Management and organisational research are becoming increasingly future-focussed (Wickert, 2025). This is not because scholars are trying to predict what comes next, but because futures are organised. They are imagined, debated, foreclosed and realised through the everyday work of organisations, institutions and the communities that constitute them. Futures do not simply arrive; they are in a continual state of becoming and are shaped through the ways actors of various kinds coalesce around ideas and respond to matters of concern.
Earlier this month, Dr Ryan Nolan, Associate Professor of Circular Economy and Organisation, presented research exploring these ideas at the University of Oxford. The event was hosted by Hertford College and Oxford Ministry for the Future.
Future-making fields and the circular economy
The workshop, themed Accounting for Desirable Futures, brought together an international group of organisational, management, and accounting scholars to share work-in-progress for a forthcoming special issue on how ‘desirable futures’ are articulated, contested and accounted for.
Ryan’s presentation drew on a paper co-authored with Miriam Feuls (Copenhagen Business School, Denmark), Esmaeil Khedmati Morasae (University of Strathclyde), and Sima Farokhnejad (University of Southampton). The paper develops the concept of ‘future-making fields’ highlighting the important and understudied role that knowledge fields play in shaping what becomes thinkable and actionable over time.
The research focuses on the circular economy, a rapidly expanding scholarly field that is explicitly future-oriented but also internally contested.

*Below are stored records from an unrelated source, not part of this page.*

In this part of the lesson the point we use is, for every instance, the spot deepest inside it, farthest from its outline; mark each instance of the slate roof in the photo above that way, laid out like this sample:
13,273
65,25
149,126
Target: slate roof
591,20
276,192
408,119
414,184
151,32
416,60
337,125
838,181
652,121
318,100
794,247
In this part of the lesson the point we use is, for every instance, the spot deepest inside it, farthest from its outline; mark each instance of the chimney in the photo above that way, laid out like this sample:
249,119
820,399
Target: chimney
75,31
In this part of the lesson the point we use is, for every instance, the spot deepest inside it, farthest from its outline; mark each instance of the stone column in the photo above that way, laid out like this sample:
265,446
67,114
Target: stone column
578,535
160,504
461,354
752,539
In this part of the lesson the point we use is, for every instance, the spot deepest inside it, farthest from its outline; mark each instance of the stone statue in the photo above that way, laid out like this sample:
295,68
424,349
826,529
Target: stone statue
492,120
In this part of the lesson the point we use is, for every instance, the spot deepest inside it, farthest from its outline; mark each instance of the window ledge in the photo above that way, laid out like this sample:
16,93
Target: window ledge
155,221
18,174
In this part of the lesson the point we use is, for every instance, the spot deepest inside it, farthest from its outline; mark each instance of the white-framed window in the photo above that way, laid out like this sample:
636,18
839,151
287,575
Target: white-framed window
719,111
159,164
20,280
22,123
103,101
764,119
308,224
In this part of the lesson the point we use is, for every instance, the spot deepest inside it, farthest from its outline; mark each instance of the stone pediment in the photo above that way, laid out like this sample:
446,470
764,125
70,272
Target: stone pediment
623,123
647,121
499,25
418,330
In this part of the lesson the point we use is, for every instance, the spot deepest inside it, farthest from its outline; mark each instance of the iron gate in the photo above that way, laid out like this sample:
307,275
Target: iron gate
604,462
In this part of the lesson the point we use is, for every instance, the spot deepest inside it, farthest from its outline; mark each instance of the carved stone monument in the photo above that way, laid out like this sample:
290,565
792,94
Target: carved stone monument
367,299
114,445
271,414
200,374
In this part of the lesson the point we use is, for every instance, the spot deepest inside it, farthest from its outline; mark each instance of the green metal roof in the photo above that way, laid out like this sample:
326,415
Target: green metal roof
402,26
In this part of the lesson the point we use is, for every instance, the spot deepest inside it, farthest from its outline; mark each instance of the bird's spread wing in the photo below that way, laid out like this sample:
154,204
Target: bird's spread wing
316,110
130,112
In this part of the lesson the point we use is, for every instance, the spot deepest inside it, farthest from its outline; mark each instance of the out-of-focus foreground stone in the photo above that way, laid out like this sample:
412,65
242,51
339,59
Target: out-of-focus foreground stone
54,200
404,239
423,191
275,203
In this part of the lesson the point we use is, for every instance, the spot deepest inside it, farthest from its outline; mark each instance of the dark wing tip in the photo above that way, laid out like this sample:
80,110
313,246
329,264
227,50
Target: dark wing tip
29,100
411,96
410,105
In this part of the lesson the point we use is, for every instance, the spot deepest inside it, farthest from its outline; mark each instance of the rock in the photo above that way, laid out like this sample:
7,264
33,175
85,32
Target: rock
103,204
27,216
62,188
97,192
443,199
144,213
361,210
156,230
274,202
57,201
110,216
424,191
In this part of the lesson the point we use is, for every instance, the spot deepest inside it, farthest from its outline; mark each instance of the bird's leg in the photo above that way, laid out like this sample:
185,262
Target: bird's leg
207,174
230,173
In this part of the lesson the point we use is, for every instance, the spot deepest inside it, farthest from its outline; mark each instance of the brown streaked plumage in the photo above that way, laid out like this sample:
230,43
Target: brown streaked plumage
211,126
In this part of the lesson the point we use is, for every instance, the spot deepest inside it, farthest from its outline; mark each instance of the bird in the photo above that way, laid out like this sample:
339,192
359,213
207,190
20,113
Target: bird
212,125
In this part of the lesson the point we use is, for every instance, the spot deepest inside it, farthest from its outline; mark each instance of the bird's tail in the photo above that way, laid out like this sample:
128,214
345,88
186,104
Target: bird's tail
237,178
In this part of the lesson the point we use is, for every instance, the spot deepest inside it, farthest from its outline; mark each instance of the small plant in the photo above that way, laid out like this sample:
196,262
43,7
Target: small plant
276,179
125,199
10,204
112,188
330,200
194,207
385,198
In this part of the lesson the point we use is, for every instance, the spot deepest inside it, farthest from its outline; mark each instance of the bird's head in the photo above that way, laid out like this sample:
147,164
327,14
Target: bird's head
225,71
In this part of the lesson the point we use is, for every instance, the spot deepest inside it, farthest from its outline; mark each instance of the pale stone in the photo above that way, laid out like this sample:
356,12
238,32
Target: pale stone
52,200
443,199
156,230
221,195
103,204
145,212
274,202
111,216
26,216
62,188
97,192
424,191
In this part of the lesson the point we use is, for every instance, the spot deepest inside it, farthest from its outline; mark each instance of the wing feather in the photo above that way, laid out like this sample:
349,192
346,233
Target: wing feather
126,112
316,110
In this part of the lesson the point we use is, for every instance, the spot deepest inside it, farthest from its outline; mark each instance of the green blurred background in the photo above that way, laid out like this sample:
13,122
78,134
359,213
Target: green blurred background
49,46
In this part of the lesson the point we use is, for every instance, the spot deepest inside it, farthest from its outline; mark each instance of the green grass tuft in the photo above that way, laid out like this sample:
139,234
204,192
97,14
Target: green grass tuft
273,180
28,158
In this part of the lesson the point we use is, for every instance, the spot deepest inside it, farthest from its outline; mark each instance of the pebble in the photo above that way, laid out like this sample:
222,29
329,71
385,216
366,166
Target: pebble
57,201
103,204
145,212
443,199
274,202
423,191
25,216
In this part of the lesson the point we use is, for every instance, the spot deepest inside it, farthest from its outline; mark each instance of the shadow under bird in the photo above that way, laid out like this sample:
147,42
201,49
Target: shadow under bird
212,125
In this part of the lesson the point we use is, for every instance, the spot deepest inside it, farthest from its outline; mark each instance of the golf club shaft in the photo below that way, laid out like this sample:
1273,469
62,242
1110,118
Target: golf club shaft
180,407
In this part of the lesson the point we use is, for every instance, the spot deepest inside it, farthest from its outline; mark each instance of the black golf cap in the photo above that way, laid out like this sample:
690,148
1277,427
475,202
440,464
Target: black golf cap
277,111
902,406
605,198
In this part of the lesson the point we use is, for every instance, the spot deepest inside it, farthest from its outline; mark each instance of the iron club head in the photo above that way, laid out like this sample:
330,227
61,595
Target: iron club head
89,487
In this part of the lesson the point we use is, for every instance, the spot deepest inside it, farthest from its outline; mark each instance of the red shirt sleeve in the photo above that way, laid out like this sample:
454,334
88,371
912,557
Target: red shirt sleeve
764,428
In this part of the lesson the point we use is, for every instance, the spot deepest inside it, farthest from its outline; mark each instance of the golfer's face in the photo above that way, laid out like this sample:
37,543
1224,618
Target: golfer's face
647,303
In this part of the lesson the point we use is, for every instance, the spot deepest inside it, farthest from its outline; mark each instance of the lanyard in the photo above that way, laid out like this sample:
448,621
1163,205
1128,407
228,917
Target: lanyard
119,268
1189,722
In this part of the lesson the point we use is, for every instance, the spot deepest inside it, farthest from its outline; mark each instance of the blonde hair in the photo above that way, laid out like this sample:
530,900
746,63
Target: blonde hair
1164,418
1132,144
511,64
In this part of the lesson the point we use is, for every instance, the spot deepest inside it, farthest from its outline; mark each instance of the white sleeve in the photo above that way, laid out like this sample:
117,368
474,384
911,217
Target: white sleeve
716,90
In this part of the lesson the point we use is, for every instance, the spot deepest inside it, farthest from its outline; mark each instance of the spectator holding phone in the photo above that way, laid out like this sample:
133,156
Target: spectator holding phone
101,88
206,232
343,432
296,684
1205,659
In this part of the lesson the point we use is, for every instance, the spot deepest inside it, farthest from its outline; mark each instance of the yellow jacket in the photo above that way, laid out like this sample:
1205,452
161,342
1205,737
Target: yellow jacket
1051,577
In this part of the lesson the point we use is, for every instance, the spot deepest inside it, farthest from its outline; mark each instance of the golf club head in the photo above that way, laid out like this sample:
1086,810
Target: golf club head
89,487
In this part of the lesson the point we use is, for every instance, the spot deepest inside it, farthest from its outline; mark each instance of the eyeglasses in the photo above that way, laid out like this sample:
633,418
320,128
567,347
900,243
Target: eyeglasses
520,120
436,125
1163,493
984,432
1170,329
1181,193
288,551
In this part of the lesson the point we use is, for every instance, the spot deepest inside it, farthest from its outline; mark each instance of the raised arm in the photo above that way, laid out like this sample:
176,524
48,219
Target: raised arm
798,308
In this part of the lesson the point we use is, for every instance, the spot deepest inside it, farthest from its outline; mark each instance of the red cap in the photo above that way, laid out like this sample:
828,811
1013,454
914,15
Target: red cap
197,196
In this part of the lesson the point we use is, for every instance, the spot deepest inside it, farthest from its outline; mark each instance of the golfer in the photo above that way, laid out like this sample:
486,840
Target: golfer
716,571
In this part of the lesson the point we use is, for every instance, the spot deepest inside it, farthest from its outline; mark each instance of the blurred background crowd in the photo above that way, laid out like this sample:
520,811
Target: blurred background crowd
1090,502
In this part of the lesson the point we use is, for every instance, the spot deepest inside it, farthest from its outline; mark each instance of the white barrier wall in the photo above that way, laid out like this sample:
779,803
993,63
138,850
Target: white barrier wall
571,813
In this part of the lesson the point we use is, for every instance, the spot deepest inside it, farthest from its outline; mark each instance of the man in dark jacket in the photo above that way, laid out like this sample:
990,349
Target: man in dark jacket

Rather than a single, agreed definition, the circular economy encompasses multiple and competing notions of what it is for, who it serves, and what counts. These ideas are shaped by different research communities working within the field.
Mapping circular economy imaginaries
The research draws on a corpus of circular economy scholarship spanning the past two decades. Using a combination of network analysis and topic modelling, the team examined how research communities form and evolve.
Visualising the network made it possible to map collaboration communities and see who works with whom, while topic modelling brought to the surface clusters of recurring themes. These clusters were treated as the building blocks of circular economy imaginaries (as yet, unrealised futures). The analysis then explored how features of the collaboration network relate to which topic clusters become consolidated within research communities, and which remain on the side lines.
How is this useful?
This field-level view helps explain how future-oriented ideas gain traction. The research highlights three key conditions that shape how imagined futures become stabilised within a knowledge field. The first is relational. It matters whether communities are densely connected and whether there are robust bridges between them. The second is temporal. Fields do not move neatly from one topic to the next. Topics accumulate, persist, and sometimes reappear, reshaping what seems timely or premature. The third is hierarchical and raise important questions around power. Prestige and visibility are unevenly distributed, and that influences which definitions of ‘desirable’ and ‘feasible’ become taken for granted.
The practical implication is that the architecture of collaboration and evaluation matters. For research leaders, journal editors, funders, and convenors, decisions about who is brought into conversation, what kinds of work are rewarded, and how communities are connected can tilt a field toward fragmentation or toward shared concerns that support coordinated action.
If future-making fields such as the circular economy are to live up to expectations in addressing social and environmental challenges, building that connective capacity may prove decisive.